2.2.2.2. Y a t-il un effet propre à la densité ?

Les résultats relativement similaires dans les deux groupes d’aires urbaines n’offrent aucune évidence quant à la relation entre la densité et le niveau de ségrégation. Nous présentons seulement les résultats du deuxième groupe des aires urbaines moyennes. La densité de l’aire urbaine n’a aucun effet sur le niveau de ségrégation (Tableau 13), ce qui confirme l’effet taille souligné précédemment. La concentration des logements sociaux à travers le pourcentage des HLM reste le facteur le plus déterminant. Ce facteur est lui aussi associé à l’histoire industrielle, à l’immigration mais aussi au jeu d’acteurs politiques (Deschamps, 1998). Pour ce groupe d’aires urbaines moyennes (80 000-130 000 habitants), la commune-centre est la seule qui contient plus de 20 000 habitants, à l’exception de l’aire urbaine de Fréjus-Saint Raphaël écartée de l’analyse. L’effet de la part des HLM dans les logements de l’aire urbaine explique 62  % de la variance de l’indice de ségrégation (Figure 31). L’effet significatif du pourcentage des retraités, des étrangers et des chômeurs est aussi confirmé sur ce groupe d’aires urbaines (Tableau 13).

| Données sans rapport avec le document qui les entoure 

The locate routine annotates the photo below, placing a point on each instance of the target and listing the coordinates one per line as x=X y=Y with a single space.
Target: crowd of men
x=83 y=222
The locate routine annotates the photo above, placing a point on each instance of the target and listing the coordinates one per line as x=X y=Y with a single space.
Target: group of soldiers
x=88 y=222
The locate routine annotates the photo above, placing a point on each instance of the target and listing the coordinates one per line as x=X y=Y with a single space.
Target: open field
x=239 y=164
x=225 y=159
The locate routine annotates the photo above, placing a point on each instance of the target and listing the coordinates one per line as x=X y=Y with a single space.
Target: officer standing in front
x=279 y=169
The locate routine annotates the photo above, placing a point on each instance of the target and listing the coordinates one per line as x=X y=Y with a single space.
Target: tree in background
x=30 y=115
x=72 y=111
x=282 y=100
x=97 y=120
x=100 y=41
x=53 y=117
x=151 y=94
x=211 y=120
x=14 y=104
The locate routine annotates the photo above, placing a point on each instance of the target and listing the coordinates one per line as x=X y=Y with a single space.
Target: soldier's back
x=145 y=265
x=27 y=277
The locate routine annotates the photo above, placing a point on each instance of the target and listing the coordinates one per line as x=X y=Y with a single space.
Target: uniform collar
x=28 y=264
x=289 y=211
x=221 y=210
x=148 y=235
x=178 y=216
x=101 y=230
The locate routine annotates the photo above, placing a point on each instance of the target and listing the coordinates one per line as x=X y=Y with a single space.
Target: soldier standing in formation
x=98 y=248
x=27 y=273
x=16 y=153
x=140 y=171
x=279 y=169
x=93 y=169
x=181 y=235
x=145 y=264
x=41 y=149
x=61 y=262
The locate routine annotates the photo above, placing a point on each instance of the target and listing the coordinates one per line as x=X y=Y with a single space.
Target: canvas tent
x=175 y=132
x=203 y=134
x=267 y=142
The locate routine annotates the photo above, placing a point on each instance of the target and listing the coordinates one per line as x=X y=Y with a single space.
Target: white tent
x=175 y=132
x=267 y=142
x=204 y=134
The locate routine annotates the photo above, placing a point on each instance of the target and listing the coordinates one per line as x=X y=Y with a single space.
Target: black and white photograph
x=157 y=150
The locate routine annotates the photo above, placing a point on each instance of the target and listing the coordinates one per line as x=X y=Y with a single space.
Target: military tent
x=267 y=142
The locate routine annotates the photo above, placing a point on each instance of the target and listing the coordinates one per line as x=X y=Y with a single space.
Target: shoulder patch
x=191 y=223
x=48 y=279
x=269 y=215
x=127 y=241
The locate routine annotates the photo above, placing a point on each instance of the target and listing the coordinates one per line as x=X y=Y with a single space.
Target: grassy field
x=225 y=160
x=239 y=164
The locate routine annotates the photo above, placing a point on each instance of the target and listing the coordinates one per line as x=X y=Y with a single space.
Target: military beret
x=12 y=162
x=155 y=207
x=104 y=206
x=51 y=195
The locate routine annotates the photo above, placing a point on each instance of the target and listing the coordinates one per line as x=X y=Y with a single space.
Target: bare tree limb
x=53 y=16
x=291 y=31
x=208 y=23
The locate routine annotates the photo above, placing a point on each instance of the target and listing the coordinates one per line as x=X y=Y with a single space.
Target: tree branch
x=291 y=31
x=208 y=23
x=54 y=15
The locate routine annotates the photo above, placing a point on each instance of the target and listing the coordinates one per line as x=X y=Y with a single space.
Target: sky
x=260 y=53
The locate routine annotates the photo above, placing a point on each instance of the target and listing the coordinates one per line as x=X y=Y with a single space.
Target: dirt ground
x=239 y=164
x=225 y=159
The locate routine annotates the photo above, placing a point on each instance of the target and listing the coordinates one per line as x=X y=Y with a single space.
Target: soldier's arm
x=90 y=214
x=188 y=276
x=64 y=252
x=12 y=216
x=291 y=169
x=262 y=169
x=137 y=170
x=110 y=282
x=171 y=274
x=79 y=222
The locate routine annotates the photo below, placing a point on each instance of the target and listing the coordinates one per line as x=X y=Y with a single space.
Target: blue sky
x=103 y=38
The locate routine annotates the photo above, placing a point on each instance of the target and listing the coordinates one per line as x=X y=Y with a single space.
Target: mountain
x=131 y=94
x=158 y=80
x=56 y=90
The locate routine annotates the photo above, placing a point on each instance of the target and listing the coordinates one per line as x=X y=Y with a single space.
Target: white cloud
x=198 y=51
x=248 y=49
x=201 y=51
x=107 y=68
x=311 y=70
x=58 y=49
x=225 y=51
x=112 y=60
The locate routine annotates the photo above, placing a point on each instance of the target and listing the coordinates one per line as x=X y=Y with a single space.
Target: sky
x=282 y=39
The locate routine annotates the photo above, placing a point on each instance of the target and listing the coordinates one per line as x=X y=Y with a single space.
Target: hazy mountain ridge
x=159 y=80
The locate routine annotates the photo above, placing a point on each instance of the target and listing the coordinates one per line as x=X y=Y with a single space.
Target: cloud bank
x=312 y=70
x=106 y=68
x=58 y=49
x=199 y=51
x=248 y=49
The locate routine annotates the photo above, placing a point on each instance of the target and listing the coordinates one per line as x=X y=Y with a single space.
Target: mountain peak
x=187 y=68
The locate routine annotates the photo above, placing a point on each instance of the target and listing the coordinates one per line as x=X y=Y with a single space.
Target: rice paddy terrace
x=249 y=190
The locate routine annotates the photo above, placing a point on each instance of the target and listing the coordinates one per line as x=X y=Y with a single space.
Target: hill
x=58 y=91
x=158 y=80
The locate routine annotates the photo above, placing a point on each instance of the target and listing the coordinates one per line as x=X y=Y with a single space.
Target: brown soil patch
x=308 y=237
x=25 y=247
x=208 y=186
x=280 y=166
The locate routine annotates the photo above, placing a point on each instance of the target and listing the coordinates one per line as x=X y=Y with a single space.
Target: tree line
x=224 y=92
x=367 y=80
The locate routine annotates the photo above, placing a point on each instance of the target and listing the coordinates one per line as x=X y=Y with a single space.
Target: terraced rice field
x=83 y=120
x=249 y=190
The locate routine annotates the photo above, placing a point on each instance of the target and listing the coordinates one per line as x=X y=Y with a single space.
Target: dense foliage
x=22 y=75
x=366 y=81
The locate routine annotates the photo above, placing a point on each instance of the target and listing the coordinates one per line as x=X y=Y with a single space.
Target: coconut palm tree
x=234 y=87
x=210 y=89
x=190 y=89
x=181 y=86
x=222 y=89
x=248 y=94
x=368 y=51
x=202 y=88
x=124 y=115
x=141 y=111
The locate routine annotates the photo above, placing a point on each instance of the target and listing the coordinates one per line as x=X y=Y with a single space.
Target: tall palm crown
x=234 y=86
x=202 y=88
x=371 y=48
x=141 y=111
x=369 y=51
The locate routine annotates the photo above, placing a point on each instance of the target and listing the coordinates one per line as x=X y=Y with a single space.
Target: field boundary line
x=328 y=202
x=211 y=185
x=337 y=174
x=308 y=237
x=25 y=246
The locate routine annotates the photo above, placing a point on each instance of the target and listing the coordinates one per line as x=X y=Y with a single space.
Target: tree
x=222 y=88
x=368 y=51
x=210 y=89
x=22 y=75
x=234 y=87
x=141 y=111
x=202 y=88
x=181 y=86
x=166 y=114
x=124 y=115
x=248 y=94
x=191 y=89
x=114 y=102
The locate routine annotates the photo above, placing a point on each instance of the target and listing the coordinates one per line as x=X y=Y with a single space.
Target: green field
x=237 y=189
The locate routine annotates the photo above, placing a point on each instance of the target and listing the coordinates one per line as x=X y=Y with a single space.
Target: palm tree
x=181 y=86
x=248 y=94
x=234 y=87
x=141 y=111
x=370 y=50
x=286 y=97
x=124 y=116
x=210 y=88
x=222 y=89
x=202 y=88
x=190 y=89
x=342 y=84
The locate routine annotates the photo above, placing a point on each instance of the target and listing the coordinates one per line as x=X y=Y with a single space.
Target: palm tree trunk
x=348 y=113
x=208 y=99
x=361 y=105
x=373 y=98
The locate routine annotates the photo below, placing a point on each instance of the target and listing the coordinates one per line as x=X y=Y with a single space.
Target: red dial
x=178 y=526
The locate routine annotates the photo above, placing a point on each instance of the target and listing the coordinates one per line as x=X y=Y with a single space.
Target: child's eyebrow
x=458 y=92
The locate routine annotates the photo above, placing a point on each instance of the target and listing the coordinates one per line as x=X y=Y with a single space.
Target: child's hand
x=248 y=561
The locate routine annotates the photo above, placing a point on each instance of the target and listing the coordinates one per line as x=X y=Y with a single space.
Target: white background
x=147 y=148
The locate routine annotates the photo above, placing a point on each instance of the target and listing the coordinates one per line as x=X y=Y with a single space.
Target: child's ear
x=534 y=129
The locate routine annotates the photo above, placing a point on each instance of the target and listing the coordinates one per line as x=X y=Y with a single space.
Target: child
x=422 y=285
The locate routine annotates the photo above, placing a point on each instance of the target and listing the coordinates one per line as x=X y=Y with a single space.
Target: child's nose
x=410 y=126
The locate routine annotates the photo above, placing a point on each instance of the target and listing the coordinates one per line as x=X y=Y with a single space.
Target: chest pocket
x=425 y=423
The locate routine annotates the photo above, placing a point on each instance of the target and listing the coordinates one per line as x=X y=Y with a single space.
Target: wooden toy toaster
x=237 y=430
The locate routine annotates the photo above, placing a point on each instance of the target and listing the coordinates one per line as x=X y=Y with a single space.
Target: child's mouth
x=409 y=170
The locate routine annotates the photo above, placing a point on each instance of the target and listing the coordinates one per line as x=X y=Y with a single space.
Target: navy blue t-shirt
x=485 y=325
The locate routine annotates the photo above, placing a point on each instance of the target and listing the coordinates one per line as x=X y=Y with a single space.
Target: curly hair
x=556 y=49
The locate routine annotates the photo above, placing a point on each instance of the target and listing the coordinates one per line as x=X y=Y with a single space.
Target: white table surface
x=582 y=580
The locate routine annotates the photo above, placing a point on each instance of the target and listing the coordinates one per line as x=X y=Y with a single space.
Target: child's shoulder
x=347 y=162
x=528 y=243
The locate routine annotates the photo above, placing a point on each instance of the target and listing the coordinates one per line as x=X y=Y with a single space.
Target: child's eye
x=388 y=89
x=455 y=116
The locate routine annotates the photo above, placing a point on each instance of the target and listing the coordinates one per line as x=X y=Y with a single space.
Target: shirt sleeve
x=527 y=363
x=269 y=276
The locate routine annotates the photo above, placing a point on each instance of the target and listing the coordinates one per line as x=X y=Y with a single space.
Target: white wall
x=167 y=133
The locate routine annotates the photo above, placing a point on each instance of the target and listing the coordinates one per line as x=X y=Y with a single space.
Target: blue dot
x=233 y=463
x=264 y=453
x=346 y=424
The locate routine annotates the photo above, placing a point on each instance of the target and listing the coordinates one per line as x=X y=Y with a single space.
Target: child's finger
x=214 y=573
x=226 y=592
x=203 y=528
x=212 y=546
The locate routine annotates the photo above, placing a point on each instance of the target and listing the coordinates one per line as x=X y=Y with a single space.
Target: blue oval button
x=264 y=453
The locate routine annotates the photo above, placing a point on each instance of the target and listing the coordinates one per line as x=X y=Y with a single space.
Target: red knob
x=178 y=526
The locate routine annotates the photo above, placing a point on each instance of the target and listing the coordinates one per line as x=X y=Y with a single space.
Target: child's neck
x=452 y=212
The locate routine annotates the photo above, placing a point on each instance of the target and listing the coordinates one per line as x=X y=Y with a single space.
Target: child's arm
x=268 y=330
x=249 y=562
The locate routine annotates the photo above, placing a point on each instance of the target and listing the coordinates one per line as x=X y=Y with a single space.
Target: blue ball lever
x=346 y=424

Tableau 13 : Test de l’effet densité sur les aires urbaines moyennes (80-130 000 hab)
Variable Paramètres Ecart-type t student
Constante 0,305*** 0,046 6,577
Retraités -0,005*** 0,002 -2,775
Chômeurs 0,006* 0,003 1,703
HLM 0,005*** 0,001 4,381
Etrangers 0,004*** 0,002 2,112

R2 ajusté = 0,66 ; ***significatif à 1% ; *significatif à 10% ; n=48

Nous retrouvons, dans ce groupe, l’impact historique de l’inégale répartition spatiale de logements sociaux sur la ségrégation de la population dans les quartiers de la ville. Cependant, pour les grandes aires urbaines le phénomène ségrégatif devient plus complexe car d’autres d’éléments entrent en jeu et notamment ceux liés à la structure économique et à la métropolisation. Pour l’autre groupe d’aires urbaines (150 000 - 450 000 habitants), le niveau de ségrégation est essentiellement expliqué par la présence des retraités et des chômeurs (48 % de la variance). Si les chômeurs augmentent la ségrégation, les retraités ont tendence à la diminuer d’une manière linéaire, car l’effet de la densité au carré n’est pas non plus sigificatif.

Figure 31 : Part de logements sociaux et ségrégation dans les aires urbaines moyennes (80-130 000 hab)
Figure 31 : Part de logements sociaux et ségrégation dans les aires urbaines moyennes (80-130 000 hab)

Source : élaboration propre, Données INSEE-DGI, 2005 ; INSEE, RGP 1999

Enfin, la mesure de la densité à partir de la surface brute présente l’inconvénient de prendre en compte les terrains agricoles. La faible densité de Dijon ou Reims, par exemple, est surtout liée à leur faible densité périphérique, car leurs zones centrales sont parmi les plus denses en France. La distinction entre densité centrale (plus proche de la densité nette) et densité périphérique permet d’apporter plus de précisions, et de tester l’effet de chacune sur le niveau de ségrégation de l’aire urbaine. Il faut signaler que ces deux variables de densité sont très faiblement corrélées (R2 = 0,05 seulement) et leur introduction dans la même régression ne pose pas de problème de multicolinéarité.